Abengoa's U.S. operations' contribution to its revenues was seen nearly tripling to 30 percent mid-term from 2008, while its solar business was expected to become the key earnings driver, doubling its contribution to gross cash flow at the group.
"Solar energy is the next big thing in renewables ... costs are decreasing steadily and regulation is in place in many countries," one executive said in a 2008 results presentation.
"The outlook is very positive (for the U.S. market) as a result of the Obama government's stimulus plan.
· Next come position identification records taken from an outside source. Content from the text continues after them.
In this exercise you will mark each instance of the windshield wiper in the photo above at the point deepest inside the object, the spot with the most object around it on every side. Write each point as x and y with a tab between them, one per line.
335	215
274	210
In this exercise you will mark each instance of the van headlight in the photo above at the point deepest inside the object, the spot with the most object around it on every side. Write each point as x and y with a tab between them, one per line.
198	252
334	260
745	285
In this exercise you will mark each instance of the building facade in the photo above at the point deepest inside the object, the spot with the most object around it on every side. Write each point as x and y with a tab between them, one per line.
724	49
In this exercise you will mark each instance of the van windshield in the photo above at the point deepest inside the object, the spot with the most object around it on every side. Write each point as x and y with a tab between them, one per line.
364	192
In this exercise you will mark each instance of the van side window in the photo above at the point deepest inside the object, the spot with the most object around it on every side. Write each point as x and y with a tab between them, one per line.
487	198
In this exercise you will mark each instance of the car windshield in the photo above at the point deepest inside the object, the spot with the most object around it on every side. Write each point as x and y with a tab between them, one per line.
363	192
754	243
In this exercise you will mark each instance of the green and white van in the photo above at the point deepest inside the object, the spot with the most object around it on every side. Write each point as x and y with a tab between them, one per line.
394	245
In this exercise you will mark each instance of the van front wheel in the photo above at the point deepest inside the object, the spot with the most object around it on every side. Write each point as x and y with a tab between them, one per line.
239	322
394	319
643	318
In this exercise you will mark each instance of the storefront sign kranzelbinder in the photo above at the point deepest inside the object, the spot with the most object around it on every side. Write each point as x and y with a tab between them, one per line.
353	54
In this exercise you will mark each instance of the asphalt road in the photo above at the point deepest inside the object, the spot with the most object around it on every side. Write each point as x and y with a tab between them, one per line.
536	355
I see this as something new we can count on for developing projects in the future," he said.
Abengoa's bioenergy business would also fuel earnings growth, particularly in the U.S. and Brazilian markets, where new capacity had come on stream.
The company met forecasts with a 17 percent rise in 2008 net profit to 140.4 million euros ($179 million) from a year ago.
Reuters survey of six analysts had forecast a profit of 137.6 million euros.
Net revenues rose 17 percent to 3.11 billion euros, its order book reached a record 2.64 billion euros at end-December.
Net debt stood at 486.4 million euros at end-2008, up from 234.3 million a year earlier.
Management said the financial priorities for 2009 included cutting to minimum non-committed or non-funded capex and focusing on its cost cutting plan.
The company said it would also continue to analyse potential partial divestments and partnerships, but management declined to comment on the status of talks to sell its Nasdaq-listed IT arm Telvent TLVT.O.
Last week, Spanish IT specialist Indra (IDR.MC) said it was in talks to buy Telvent, but that no agreement had been reached.
At 1406 GMT, Abengoa shares lost 6.84 percent to 10.49, while the IBEX35 index .IBEX fell 1.03 percent.
"The results were broadly in line and the conference call seems overall positive. But in a market such as we are seeing these days, with low volumes, the fluctuations in share prices are very sharp and not necessarily related to anything fundamental," a Madrid-based analyst said.
"In general a mixed set of results, with sales and EBITDA below our estimates," ESR analysts said.